Jakiż to chłopiec piękny i młody, jakaż to obok dziewica, brzegami sinej Świtezi wody idą przy świetle księżyca? To oczywiście Adam Jarubas i doktor Magdalena Ogórek. Chłopiec, co prawda, ma już siwy kosmyk, ale to pomoże mu w rozpoznawalności.
Krystyna Kofta. Pisarka, felietonistka Twojego Stylu. Urodzona w czepku
Jest wysoki, za to dostanie punkty dodatkowe. Doktor Ogórek też nie dziewica, ma za sobą to i owo, jest zdeterminowaną Ślązaczką. Mylą się ci, którzy uważają ją za kwiatek do kożucha Millera.

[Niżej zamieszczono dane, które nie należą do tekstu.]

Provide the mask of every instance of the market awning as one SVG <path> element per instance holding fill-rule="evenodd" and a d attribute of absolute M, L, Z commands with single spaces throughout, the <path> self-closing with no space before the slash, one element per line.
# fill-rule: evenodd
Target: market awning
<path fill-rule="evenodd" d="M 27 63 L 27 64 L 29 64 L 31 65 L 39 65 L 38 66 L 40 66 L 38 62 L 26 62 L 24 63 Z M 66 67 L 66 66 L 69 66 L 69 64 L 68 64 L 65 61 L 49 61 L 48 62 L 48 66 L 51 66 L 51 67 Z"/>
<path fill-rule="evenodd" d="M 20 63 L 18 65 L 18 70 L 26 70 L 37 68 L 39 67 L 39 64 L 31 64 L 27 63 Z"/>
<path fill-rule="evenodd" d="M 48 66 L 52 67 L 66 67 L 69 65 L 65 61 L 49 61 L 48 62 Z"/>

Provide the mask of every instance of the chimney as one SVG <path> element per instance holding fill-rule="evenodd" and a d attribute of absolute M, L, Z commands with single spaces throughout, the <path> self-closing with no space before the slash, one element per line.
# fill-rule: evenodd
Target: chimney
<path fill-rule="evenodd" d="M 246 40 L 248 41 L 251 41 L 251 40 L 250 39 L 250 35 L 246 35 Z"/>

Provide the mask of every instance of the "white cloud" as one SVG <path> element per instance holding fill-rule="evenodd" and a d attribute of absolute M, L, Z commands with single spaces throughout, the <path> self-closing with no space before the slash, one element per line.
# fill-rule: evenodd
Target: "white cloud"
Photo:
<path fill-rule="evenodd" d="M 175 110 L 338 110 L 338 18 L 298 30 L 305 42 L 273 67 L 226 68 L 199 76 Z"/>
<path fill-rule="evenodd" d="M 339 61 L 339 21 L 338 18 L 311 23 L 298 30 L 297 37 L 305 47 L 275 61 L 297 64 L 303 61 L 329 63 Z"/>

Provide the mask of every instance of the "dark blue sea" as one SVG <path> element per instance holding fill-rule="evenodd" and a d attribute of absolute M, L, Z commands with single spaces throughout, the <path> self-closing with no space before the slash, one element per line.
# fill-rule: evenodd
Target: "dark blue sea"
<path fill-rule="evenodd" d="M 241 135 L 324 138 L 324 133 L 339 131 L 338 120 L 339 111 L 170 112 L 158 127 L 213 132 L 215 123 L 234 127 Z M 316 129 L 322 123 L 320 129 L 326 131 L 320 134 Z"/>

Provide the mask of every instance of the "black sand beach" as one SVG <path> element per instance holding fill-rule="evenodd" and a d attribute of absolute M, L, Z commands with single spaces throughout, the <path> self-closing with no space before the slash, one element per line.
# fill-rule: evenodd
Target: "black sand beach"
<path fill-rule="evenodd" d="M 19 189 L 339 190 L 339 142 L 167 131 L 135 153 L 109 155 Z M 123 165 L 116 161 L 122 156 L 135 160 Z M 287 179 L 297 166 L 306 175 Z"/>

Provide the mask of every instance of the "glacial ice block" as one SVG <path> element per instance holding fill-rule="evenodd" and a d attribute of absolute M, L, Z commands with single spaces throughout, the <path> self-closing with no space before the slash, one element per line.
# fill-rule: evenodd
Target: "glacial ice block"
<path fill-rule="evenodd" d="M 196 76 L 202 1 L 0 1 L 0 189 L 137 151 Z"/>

Świteź także nie jest poprawna politycznie, cóż zrobić, taki układ. Można jednak zacytować Wieszcza, gdy patrzy się na tę piękną parę startującą w wyborach prezydenckich. Aż żal, że są z kimś związani. Bo gdyby w czasie kampanii wyborczej wzięli ślub w Słupsku, u prezydenta Biedronia, byłby to niebotyczny sukces, otrąbiony w światowych mediach. Nie mówiąc o tym, że gdyby któreś z nich wygrało, mielibyśmy w pakiecie od razu pierwszą damę, albo pierwszego księcia małżonka.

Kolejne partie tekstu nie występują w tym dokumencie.